No one understands the truth of this saying better than women's rights activist Yolanda Becerra Vega, national director of Popular Women's Organization, which helps women - especially the millions of internally displaced persons - resist the deadly effects of their nation's long-running civil war.
She was born in 1959 in Barrancabermeja, an oil-refining center and boomtown that has grown rapidly with Colombia's oil wealth. Male workers flocked to Barrancabermeja from all over the country, and women were brought in to work as prostitutes.
Becerra Vega's father taught her to be a help to others, while her mother taught her how to feel comfortable in any situation.
Becerra Vega attended the Camilo Torres Restrepo School, which followed "liberation theology," a philosophy that emphasizes the role of the Catholic Church in helping the poor. In 1972, the Popular Women's Organization came into being as a church-related organization helping women escape from prostitution. The organization set up a women's center in Barrancabermeja, opened a soup kitchen, and worked to provide skills training to women who needed to work. While in school, Becerra Vega helped poor people learn to read and write by discussing the social structures that polarized society economically and socially.
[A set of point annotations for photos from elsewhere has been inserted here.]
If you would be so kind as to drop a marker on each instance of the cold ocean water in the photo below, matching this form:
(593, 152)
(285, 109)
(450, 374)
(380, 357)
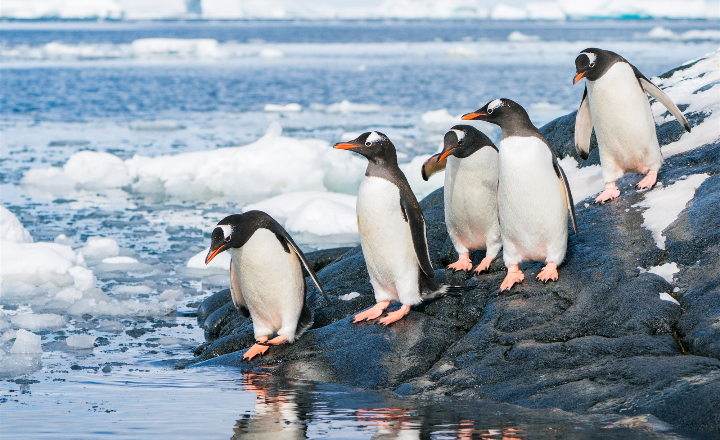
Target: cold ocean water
(124, 143)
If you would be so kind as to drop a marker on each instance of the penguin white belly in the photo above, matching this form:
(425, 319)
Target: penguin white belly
(387, 243)
(623, 123)
(471, 201)
(532, 206)
(271, 282)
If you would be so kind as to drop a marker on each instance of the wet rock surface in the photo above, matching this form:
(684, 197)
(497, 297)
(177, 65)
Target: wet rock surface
(600, 340)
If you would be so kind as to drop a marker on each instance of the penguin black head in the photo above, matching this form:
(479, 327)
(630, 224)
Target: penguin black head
(592, 63)
(234, 231)
(374, 145)
(462, 141)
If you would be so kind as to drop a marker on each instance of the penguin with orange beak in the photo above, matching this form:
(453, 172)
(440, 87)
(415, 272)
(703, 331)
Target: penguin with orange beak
(266, 277)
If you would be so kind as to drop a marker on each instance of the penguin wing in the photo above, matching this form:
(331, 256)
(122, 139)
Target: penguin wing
(432, 166)
(583, 127)
(236, 293)
(657, 93)
(571, 205)
(282, 234)
(413, 215)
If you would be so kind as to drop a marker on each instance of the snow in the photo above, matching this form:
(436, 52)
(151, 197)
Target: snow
(665, 204)
(80, 341)
(666, 271)
(287, 108)
(11, 229)
(38, 321)
(26, 342)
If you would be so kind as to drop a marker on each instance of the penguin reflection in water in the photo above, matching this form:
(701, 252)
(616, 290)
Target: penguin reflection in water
(392, 233)
(533, 194)
(471, 180)
(615, 102)
(266, 277)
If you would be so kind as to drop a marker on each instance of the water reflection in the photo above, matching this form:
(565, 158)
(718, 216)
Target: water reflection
(288, 409)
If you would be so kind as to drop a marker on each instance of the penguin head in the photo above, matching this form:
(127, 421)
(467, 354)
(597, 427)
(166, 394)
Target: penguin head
(462, 141)
(499, 112)
(374, 145)
(231, 232)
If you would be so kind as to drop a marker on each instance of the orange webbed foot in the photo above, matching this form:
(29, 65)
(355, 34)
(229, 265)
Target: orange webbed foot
(484, 265)
(514, 276)
(395, 316)
(371, 313)
(649, 180)
(548, 273)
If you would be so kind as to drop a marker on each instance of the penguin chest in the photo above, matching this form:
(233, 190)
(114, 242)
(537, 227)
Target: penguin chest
(471, 197)
(532, 205)
(384, 234)
(270, 280)
(623, 120)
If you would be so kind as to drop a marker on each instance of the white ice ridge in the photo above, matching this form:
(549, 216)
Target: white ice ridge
(665, 204)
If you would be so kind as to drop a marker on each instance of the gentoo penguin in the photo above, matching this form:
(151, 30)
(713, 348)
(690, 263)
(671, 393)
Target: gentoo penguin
(533, 193)
(616, 104)
(471, 179)
(392, 232)
(266, 278)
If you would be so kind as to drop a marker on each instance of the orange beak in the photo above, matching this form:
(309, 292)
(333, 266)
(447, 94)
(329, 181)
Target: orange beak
(470, 116)
(344, 146)
(212, 254)
(445, 154)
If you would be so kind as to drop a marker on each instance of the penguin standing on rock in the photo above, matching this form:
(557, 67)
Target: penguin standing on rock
(392, 233)
(616, 104)
(533, 193)
(471, 180)
(266, 277)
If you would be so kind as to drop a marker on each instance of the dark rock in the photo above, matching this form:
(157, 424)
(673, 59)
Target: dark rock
(600, 340)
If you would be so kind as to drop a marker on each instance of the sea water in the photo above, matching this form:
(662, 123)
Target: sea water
(198, 120)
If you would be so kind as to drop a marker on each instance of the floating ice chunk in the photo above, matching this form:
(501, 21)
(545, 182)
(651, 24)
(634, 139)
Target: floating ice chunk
(271, 53)
(666, 271)
(665, 204)
(517, 36)
(349, 296)
(99, 248)
(666, 297)
(186, 48)
(11, 229)
(287, 108)
(38, 321)
(26, 342)
(80, 341)
(349, 107)
(505, 12)
(221, 261)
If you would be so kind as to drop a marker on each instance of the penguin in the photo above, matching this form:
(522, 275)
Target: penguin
(392, 233)
(471, 179)
(266, 278)
(616, 104)
(533, 193)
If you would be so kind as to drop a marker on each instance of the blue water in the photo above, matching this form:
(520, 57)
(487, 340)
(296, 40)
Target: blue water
(53, 105)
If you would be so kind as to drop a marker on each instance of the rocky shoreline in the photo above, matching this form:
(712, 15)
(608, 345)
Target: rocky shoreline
(608, 337)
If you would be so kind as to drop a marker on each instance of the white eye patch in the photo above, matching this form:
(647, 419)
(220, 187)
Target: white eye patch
(374, 137)
(590, 55)
(227, 230)
(460, 134)
(494, 104)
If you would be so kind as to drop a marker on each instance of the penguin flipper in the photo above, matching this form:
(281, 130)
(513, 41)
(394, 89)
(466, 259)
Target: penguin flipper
(236, 294)
(568, 194)
(413, 215)
(282, 234)
(657, 93)
(432, 166)
(583, 127)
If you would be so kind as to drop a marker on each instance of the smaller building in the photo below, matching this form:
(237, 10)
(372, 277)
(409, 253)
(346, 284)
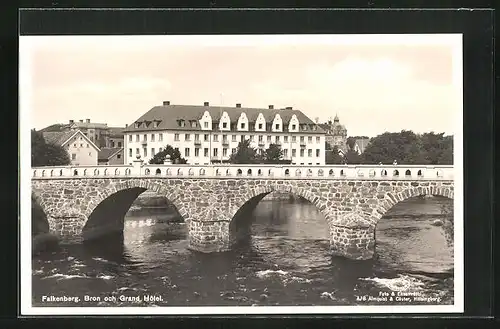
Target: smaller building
(82, 151)
(111, 156)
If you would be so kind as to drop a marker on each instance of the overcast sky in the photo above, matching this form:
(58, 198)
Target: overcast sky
(373, 83)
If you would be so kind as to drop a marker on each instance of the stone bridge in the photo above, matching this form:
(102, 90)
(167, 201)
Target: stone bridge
(82, 202)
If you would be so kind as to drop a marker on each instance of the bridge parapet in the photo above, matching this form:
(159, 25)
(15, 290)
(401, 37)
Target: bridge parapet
(358, 172)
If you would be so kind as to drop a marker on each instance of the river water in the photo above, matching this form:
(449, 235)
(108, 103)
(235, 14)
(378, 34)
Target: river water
(286, 262)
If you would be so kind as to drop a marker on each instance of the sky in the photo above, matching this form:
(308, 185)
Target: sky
(374, 83)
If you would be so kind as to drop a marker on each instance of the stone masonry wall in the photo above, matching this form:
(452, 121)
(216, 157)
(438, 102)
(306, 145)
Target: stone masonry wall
(352, 208)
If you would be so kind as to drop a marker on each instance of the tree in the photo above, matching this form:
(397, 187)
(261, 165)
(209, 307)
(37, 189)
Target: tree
(333, 157)
(47, 154)
(352, 157)
(245, 154)
(175, 156)
(273, 154)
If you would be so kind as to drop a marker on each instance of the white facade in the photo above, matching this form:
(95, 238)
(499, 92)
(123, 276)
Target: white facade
(201, 147)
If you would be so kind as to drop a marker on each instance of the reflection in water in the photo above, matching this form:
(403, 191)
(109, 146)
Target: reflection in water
(286, 262)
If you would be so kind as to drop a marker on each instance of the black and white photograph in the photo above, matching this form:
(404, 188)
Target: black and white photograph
(241, 174)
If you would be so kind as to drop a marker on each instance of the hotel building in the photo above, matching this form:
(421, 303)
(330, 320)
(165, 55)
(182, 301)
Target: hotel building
(207, 134)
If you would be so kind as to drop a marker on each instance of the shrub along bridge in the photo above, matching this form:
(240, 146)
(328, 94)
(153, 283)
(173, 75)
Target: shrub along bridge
(86, 201)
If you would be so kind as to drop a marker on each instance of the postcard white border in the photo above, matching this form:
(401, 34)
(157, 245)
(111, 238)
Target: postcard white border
(25, 71)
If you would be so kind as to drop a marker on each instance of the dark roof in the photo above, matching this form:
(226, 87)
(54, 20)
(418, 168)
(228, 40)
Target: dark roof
(57, 137)
(168, 116)
(107, 152)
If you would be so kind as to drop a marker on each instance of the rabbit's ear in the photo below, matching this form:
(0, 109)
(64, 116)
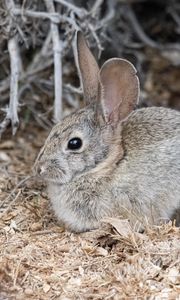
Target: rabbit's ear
(88, 69)
(119, 89)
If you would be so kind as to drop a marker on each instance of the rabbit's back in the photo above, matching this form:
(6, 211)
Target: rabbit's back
(149, 174)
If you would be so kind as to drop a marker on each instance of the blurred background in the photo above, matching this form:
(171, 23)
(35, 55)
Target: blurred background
(38, 77)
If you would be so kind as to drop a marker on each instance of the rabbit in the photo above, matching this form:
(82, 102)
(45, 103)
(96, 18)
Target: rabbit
(110, 159)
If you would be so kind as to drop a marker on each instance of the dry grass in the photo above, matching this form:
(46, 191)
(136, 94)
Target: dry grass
(40, 260)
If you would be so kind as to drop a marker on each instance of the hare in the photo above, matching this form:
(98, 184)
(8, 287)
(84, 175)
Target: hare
(108, 159)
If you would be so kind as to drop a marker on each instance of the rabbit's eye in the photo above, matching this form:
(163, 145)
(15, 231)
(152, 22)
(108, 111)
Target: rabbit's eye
(75, 144)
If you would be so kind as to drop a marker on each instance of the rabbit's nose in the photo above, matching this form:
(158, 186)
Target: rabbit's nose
(39, 169)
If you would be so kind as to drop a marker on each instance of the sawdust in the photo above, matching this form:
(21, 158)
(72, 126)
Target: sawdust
(40, 260)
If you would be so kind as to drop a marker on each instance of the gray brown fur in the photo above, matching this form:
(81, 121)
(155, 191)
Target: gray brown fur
(129, 164)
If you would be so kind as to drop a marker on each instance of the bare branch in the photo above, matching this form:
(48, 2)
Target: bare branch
(143, 37)
(80, 12)
(57, 48)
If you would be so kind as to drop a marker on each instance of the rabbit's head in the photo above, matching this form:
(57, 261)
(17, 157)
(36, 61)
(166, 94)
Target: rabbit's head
(86, 138)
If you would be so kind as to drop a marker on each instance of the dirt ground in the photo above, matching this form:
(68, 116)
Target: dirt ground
(41, 260)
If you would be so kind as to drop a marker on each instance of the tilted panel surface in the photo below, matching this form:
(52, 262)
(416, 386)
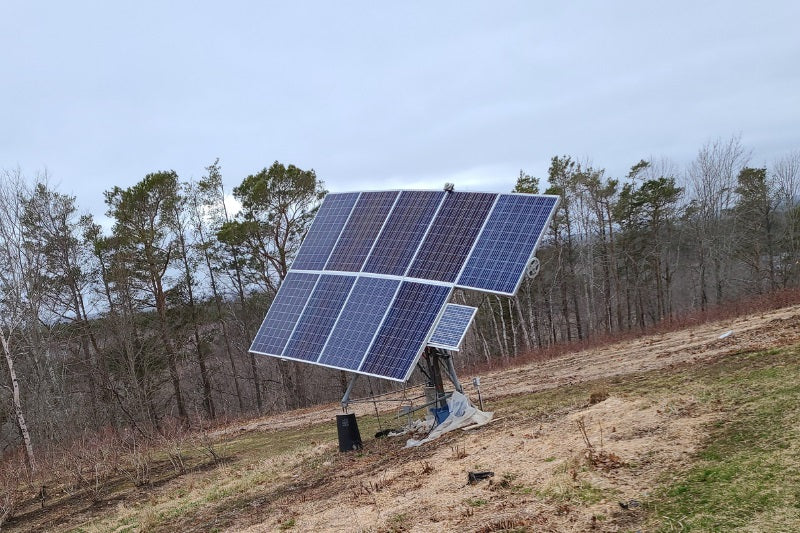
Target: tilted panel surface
(405, 329)
(403, 231)
(283, 314)
(324, 232)
(507, 243)
(452, 326)
(318, 318)
(359, 234)
(358, 322)
(451, 236)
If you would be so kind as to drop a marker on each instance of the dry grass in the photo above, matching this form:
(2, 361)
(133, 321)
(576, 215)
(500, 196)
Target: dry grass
(654, 424)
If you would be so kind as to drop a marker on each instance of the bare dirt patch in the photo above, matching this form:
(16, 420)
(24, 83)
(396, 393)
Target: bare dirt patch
(549, 474)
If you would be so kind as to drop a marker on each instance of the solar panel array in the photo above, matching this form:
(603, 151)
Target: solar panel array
(373, 276)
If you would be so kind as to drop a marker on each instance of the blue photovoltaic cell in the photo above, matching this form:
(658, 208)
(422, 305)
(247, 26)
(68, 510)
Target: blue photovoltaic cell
(318, 318)
(452, 326)
(403, 232)
(359, 234)
(451, 236)
(324, 232)
(360, 319)
(283, 313)
(402, 335)
(503, 250)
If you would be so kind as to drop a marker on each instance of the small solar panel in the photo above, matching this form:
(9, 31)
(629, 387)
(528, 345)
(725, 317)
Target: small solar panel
(373, 275)
(452, 327)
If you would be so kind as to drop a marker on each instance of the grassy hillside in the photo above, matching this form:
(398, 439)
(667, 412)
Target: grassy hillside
(705, 443)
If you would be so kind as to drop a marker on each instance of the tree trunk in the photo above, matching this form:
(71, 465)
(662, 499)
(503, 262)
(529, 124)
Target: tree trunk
(20, 415)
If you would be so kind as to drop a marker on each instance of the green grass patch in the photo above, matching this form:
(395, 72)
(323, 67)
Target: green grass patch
(748, 473)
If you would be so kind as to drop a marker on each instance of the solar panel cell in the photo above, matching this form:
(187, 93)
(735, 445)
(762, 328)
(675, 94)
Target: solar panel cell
(403, 232)
(358, 322)
(324, 232)
(359, 234)
(401, 338)
(318, 318)
(451, 236)
(507, 243)
(283, 314)
(452, 327)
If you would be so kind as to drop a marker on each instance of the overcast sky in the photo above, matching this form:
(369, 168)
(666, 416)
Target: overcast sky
(376, 95)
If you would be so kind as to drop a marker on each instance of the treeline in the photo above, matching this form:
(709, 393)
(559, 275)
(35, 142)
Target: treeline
(146, 326)
(627, 253)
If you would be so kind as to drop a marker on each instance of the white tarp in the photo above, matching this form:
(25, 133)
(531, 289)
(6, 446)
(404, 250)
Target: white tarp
(462, 414)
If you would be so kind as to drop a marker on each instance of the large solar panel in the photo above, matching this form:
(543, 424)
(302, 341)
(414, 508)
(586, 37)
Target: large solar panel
(451, 236)
(403, 232)
(359, 234)
(452, 327)
(368, 289)
(324, 233)
(408, 323)
(283, 314)
(320, 314)
(507, 243)
(359, 322)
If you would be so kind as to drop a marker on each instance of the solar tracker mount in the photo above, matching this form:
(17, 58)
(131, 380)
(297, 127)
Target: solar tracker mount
(371, 282)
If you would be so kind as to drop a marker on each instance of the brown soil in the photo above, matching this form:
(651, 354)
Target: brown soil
(541, 466)
(548, 475)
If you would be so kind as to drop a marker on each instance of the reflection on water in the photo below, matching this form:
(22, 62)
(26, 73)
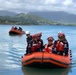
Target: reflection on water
(13, 47)
(37, 71)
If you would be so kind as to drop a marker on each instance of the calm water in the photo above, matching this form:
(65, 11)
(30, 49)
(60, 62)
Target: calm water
(13, 47)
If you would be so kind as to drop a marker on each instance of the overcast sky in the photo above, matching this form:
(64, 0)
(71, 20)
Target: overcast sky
(38, 5)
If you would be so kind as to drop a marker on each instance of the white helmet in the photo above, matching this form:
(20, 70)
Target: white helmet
(27, 32)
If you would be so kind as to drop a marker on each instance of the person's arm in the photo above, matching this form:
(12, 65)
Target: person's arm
(66, 47)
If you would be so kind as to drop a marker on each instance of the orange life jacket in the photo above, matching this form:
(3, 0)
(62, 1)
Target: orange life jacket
(48, 49)
(34, 48)
(60, 46)
(39, 44)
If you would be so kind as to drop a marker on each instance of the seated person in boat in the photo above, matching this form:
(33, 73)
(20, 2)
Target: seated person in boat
(20, 29)
(15, 28)
(48, 47)
(61, 45)
(32, 46)
(12, 27)
(28, 39)
(39, 42)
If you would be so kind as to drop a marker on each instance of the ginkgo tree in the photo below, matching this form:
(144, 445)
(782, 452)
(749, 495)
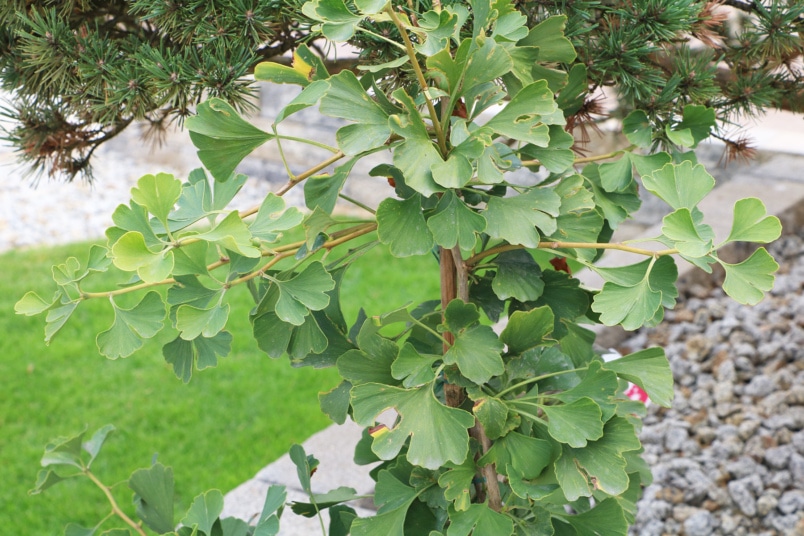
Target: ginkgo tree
(523, 429)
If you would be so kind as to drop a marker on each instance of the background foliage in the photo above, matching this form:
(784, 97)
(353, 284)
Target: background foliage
(81, 71)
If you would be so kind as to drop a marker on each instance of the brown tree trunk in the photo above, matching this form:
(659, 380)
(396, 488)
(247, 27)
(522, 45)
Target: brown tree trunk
(455, 284)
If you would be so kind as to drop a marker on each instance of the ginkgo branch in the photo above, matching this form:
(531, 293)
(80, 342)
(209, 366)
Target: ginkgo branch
(115, 507)
(586, 159)
(281, 252)
(442, 141)
(473, 260)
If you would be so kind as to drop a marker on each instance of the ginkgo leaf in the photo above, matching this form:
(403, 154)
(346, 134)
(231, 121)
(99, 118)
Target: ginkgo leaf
(153, 488)
(526, 330)
(131, 253)
(632, 306)
(402, 226)
(131, 326)
(304, 292)
(747, 282)
(455, 223)
(222, 137)
(204, 511)
(527, 115)
(527, 455)
(438, 434)
(479, 519)
(233, 234)
(477, 352)
(457, 483)
(680, 185)
(691, 238)
(575, 423)
(158, 193)
(752, 223)
(602, 459)
(200, 353)
(516, 219)
(518, 276)
(193, 322)
(273, 218)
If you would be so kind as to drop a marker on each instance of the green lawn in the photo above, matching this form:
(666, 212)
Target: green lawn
(215, 432)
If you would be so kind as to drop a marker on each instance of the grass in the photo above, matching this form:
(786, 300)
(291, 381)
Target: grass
(215, 432)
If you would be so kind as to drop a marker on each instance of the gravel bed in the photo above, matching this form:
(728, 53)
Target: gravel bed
(728, 458)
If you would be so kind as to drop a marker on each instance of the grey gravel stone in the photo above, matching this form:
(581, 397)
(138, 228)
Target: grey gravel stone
(701, 523)
(766, 504)
(777, 457)
(760, 386)
(791, 501)
(743, 497)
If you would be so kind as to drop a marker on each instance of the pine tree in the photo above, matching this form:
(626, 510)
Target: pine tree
(81, 71)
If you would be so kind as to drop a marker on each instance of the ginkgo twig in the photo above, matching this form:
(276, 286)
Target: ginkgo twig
(115, 508)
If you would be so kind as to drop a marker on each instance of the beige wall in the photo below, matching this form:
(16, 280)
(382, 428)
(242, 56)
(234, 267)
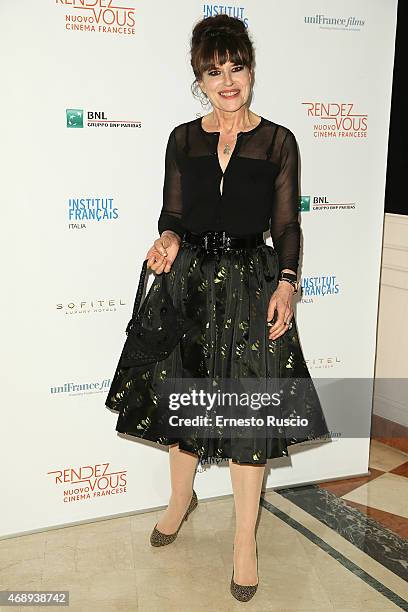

She joined the Popular Women's Organization in 1980, and began working to promote women's rights. Central to her work was the idea that women do not labor to give birth and raise children only to serve in war. In 1988, Ms. Becerra became head of the organization, which has almost 30 women's houses around Colombia where women can join in fellowship, work together, and organize to improve their lives. The organization has helped women organize, for instance, to demand that the government supply fresh water.
Becerra Vega nominated for the Nobel Peace Prize in 2005 as one of PeaceWomen Across the Globe. In 2007, the government of Sweden awarded her the Per Anger Award for her humanitarian and peace-building work.